Using the brace syntax in C++11, you don't need to repeat the type:

std::string get_string() {
    return {}; // an empty string is returned
}

return NULL and return nullptr should be used when the function returns a pointer type:

any_type* get_pointer() {
    return nullptr;
}

However, NULL is deprecated since C++11 because it is just an alias to an integer value (0), while nullptr is a real pointer type:

int get_int() {
    return NULL; // will compile, NULL is an integer
}

int get_int() {
    return nullptr; // error: nullptr is not an integer
}

Solution 2:

This is probably confusing:

int foo()
{
  return {};   // honestly, just return 0 - it's clearer
}

This is probably not:

SomeObjectWithADefaultConstructor foo()
{
  return {};
  // equivalent to return SomeObjectWithADefaultConstructor {};
}

Solution 3:

return {}; means that {} is the initializer for the return value. The return value is list-initialized with an empty list.

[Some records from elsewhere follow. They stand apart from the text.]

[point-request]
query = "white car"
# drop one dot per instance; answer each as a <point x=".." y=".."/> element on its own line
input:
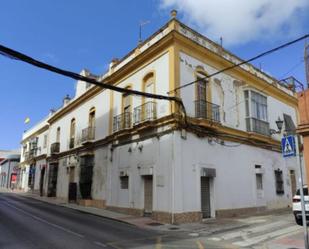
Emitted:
<point x="297" y="205"/>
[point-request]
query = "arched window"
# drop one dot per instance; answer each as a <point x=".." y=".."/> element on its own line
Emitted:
<point x="72" y="133"/>
<point x="91" y="128"/>
<point x="126" y="109"/>
<point x="72" y="128"/>
<point x="58" y="135"/>
<point x="148" y="105"/>
<point x="201" y="92"/>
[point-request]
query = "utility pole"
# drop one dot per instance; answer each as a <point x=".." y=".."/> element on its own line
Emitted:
<point x="303" y="210"/>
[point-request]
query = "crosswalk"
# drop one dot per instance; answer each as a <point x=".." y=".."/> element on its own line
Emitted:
<point x="256" y="234"/>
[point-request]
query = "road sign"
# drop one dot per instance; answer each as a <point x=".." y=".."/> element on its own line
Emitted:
<point x="288" y="146"/>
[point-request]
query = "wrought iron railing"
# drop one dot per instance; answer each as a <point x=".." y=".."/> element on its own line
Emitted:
<point x="257" y="126"/>
<point x="55" y="148"/>
<point x="71" y="143"/>
<point x="88" y="134"/>
<point x="122" y="121"/>
<point x="207" y="110"/>
<point x="145" y="112"/>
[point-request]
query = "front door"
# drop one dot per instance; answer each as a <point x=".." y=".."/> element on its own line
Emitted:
<point x="72" y="174"/>
<point x="205" y="197"/>
<point x="42" y="181"/>
<point x="52" y="180"/>
<point x="148" y="190"/>
<point x="293" y="182"/>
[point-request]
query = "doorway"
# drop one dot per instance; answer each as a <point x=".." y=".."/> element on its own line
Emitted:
<point x="205" y="197"/>
<point x="42" y="180"/>
<point x="293" y="182"/>
<point x="148" y="194"/>
<point x="52" y="180"/>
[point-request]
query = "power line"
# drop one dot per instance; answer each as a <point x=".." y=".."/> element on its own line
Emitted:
<point x="13" y="54"/>
<point x="244" y="62"/>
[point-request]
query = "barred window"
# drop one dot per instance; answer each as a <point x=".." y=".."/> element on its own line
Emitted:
<point x="124" y="182"/>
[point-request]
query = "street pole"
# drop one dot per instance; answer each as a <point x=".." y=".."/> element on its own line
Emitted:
<point x="303" y="210"/>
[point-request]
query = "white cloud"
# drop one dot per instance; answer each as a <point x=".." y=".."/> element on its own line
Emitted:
<point x="242" y="21"/>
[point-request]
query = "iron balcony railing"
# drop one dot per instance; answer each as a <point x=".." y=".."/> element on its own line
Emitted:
<point x="207" y="110"/>
<point x="257" y="126"/>
<point x="71" y="143"/>
<point x="122" y="121"/>
<point x="26" y="155"/>
<point x="55" y="148"/>
<point x="145" y="112"/>
<point x="88" y="134"/>
<point x="33" y="153"/>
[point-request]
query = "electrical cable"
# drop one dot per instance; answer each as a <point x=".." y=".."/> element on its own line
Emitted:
<point x="12" y="54"/>
<point x="244" y="62"/>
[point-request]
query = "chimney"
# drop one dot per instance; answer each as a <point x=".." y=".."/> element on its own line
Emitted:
<point x="173" y="14"/>
<point x="66" y="100"/>
<point x="51" y="112"/>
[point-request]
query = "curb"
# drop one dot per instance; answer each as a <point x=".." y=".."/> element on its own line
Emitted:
<point x="76" y="209"/>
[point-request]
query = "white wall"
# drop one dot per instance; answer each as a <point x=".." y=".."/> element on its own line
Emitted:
<point x="81" y="115"/>
<point x="232" y="104"/>
<point x="161" y="69"/>
<point x="235" y="183"/>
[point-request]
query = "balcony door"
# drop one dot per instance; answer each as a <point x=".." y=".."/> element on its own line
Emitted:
<point x="201" y="97"/>
<point x="126" y="102"/>
<point x="148" y="111"/>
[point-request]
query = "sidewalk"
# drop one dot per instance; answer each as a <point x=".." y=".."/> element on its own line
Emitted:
<point x="210" y="226"/>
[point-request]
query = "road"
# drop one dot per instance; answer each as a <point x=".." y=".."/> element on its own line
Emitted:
<point x="27" y="223"/>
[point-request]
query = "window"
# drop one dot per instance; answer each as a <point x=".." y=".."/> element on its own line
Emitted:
<point x="279" y="182"/>
<point x="45" y="141"/>
<point x="92" y="117"/>
<point x="259" y="181"/>
<point x="256" y="112"/>
<point x="126" y="108"/>
<point x="58" y="135"/>
<point x="124" y="182"/>
<point x="72" y="134"/>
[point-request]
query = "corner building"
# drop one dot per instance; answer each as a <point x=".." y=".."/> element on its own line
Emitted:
<point x="143" y="156"/>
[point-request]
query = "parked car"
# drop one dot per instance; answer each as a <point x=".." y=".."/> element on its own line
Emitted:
<point x="297" y="205"/>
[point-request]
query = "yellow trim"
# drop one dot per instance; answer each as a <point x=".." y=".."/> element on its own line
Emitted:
<point x="111" y="111"/>
<point x="92" y="110"/>
<point x="44" y="128"/>
<point x="218" y="62"/>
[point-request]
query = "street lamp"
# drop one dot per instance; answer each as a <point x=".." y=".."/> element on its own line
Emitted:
<point x="279" y="124"/>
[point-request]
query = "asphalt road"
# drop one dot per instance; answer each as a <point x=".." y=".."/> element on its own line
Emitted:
<point x="27" y="223"/>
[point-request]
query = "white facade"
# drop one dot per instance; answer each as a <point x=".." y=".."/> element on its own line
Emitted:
<point x="153" y="162"/>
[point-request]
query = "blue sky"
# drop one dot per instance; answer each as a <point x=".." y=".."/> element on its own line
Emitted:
<point x="76" y="34"/>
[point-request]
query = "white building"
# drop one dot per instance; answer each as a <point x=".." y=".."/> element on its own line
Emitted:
<point x="142" y="156"/>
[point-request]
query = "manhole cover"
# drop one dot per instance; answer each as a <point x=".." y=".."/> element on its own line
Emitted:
<point x="194" y="234"/>
<point x="173" y="228"/>
<point x="154" y="224"/>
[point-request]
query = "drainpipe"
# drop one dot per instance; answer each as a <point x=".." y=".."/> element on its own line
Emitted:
<point x="9" y="178"/>
<point x="173" y="181"/>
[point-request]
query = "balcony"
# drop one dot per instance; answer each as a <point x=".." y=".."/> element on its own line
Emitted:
<point x="33" y="153"/>
<point x="71" y="143"/>
<point x="122" y="121"/>
<point x="257" y="126"/>
<point x="55" y="148"/>
<point x="145" y="112"/>
<point x="26" y="155"/>
<point x="207" y="110"/>
<point x="88" y="134"/>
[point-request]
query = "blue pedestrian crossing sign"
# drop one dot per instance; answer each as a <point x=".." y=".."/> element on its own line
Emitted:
<point x="288" y="146"/>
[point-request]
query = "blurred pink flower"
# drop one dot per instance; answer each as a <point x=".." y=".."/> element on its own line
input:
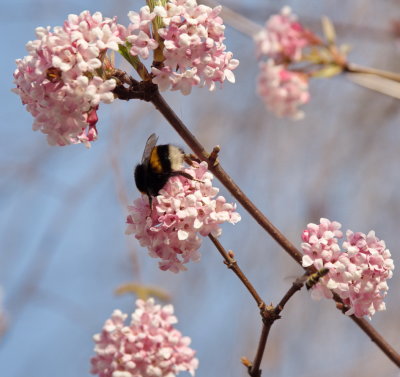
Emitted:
<point x="58" y="81"/>
<point x="182" y="211"/>
<point x="149" y="346"/>
<point x="283" y="38"/>
<point x="283" y="91"/>
<point x="357" y="274"/>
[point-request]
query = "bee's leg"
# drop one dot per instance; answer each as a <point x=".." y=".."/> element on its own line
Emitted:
<point x="184" y="174"/>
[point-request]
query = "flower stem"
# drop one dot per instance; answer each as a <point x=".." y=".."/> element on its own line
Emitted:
<point x="354" y="68"/>
<point x="270" y="315"/>
<point x="148" y="91"/>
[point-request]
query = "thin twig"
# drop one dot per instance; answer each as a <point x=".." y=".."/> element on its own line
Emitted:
<point x="153" y="95"/>
<point x="231" y="263"/>
<point x="354" y="68"/>
<point x="270" y="316"/>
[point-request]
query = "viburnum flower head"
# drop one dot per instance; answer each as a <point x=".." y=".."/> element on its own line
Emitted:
<point x="61" y="80"/>
<point x="283" y="91"/>
<point x="283" y="38"/>
<point x="358" y="271"/>
<point x="149" y="346"/>
<point x="192" y="38"/>
<point x="184" y="210"/>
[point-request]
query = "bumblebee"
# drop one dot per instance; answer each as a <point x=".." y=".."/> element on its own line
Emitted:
<point x="159" y="163"/>
<point x="313" y="279"/>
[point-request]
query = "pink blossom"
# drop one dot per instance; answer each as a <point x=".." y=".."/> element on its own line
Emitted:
<point x="149" y="346"/>
<point x="182" y="211"/>
<point x="283" y="38"/>
<point x="139" y="33"/>
<point x="193" y="47"/>
<point x="357" y="272"/>
<point x="58" y="81"/>
<point x="283" y="91"/>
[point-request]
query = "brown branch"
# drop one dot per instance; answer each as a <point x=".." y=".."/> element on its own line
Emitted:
<point x="153" y="95"/>
<point x="270" y="315"/>
<point x="354" y="68"/>
<point x="230" y="261"/>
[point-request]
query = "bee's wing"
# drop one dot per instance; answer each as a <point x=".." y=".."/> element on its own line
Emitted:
<point x="150" y="144"/>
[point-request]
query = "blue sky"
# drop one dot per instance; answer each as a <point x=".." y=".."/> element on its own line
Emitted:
<point x="63" y="250"/>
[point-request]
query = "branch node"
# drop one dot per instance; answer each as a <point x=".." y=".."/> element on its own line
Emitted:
<point x="231" y="263"/>
<point x="213" y="156"/>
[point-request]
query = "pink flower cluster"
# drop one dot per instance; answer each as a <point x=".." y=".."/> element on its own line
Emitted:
<point x="59" y="80"/>
<point x="182" y="211"/>
<point x="193" y="48"/>
<point x="149" y="346"/>
<point x="283" y="89"/>
<point x="139" y="33"/>
<point x="357" y="272"/>
<point x="283" y="38"/>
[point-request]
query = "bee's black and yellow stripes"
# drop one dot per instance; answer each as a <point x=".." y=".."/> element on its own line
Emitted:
<point x="159" y="159"/>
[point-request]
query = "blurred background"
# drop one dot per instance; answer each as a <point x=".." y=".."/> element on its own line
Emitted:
<point x="63" y="250"/>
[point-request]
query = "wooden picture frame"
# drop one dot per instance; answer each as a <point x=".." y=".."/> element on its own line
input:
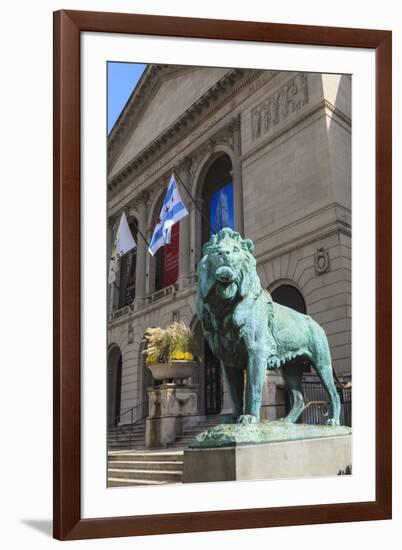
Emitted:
<point x="68" y="524"/>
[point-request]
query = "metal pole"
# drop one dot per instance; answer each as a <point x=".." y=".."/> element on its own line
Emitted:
<point x="196" y="205"/>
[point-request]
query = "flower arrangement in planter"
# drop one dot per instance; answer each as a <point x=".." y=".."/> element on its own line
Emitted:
<point x="170" y="351"/>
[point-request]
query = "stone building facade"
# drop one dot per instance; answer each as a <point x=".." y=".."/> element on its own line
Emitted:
<point x="281" y="142"/>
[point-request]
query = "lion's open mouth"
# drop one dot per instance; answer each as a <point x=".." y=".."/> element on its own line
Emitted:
<point x="226" y="291"/>
<point x="225" y="275"/>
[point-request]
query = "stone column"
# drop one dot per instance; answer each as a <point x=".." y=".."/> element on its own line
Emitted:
<point x="140" y="271"/>
<point x="109" y="253"/>
<point x="237" y="175"/>
<point x="185" y="225"/>
<point x="195" y="237"/>
<point x="113" y="288"/>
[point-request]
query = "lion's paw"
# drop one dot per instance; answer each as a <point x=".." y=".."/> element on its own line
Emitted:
<point x="332" y="422"/>
<point x="247" y="419"/>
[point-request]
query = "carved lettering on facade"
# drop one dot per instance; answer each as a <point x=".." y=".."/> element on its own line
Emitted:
<point x="276" y="108"/>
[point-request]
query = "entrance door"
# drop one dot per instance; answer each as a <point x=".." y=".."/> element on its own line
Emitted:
<point x="114" y="386"/>
<point x="213" y="382"/>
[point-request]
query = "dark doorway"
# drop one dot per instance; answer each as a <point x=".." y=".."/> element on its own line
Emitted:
<point x="289" y="296"/>
<point x="115" y="364"/>
<point x="217" y="195"/>
<point x="128" y="264"/>
<point x="213" y="382"/>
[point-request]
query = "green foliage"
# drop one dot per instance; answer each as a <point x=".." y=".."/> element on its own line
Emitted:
<point x="175" y="342"/>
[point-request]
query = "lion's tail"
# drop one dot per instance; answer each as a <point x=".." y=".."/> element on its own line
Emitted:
<point x="338" y="381"/>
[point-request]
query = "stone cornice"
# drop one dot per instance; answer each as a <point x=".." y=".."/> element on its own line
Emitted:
<point x="145" y="86"/>
<point x="189" y="161"/>
<point x="180" y="127"/>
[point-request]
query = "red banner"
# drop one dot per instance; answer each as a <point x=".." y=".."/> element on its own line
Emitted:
<point x="171" y="263"/>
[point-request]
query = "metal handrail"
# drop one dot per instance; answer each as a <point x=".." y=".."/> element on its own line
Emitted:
<point x="130" y="410"/>
<point x="316" y="402"/>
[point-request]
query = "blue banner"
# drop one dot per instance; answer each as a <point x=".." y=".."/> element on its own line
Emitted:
<point x="221" y="208"/>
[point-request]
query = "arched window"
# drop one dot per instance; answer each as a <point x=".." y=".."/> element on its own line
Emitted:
<point x="128" y="264"/>
<point x="289" y="296"/>
<point x="217" y="195"/>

Here is some background on the return value, based on [stmt.return] in the C++ Standard:

For a function that returns by value (i.e. the return type is not a reference and not void), there is a temporary object called the return value. This object is created by the return statement, and its initializers depend on what was in the return statement.

The return value survives until the end of the full-expression in the code that called the function; if it has class type, then its destructor will run unless it has lifetime extended by the caller binding a reference directly to it.

The return value can be initialized in two different ways:

  • return some_expression; - the return value is copy-initialized from some_expression
  • return { possibly_empty_list }; - the return value is list-initialized from the list.

Assuming T is the function's return type, then note that return T{}; is different to return {}: in the former, a temporary T{} is created, and then the return value is copy-initialized from that temporary.

This will fail to compile if T has no accessible copy/move-constructor, but return {}; will succeed even if those constructors are not present. Accordingly, return T{}; may show side-effects of the copy-constructor etc., although this is a copy elision context so it may not.


Here's a brief recap of list-initialization in C++14 (N4140 [dcl.init.list]/3), where the initializer is an empty list:

  • If T is an aggregate, then each member is initialized from its brace-or-equal-initializer if it had one, otherwise as if by {} (so apply these steps recursively).
  • If T is a class type with a user-provided default constructor, that constructor is called.
  • If T is a class type with an implicitly-defined, or = defaulted default constructor, the object is zero-initialized and then the default constructor is called.
  • If T is a std::initializer_list, the return value is an empty such list.
  • Otherwise (i.e. T is a non-class type -- return types cannot be arrays), the return value is zero-initialized.

Solution 4:

It's a sort of short hand for a new instance of the methods return type.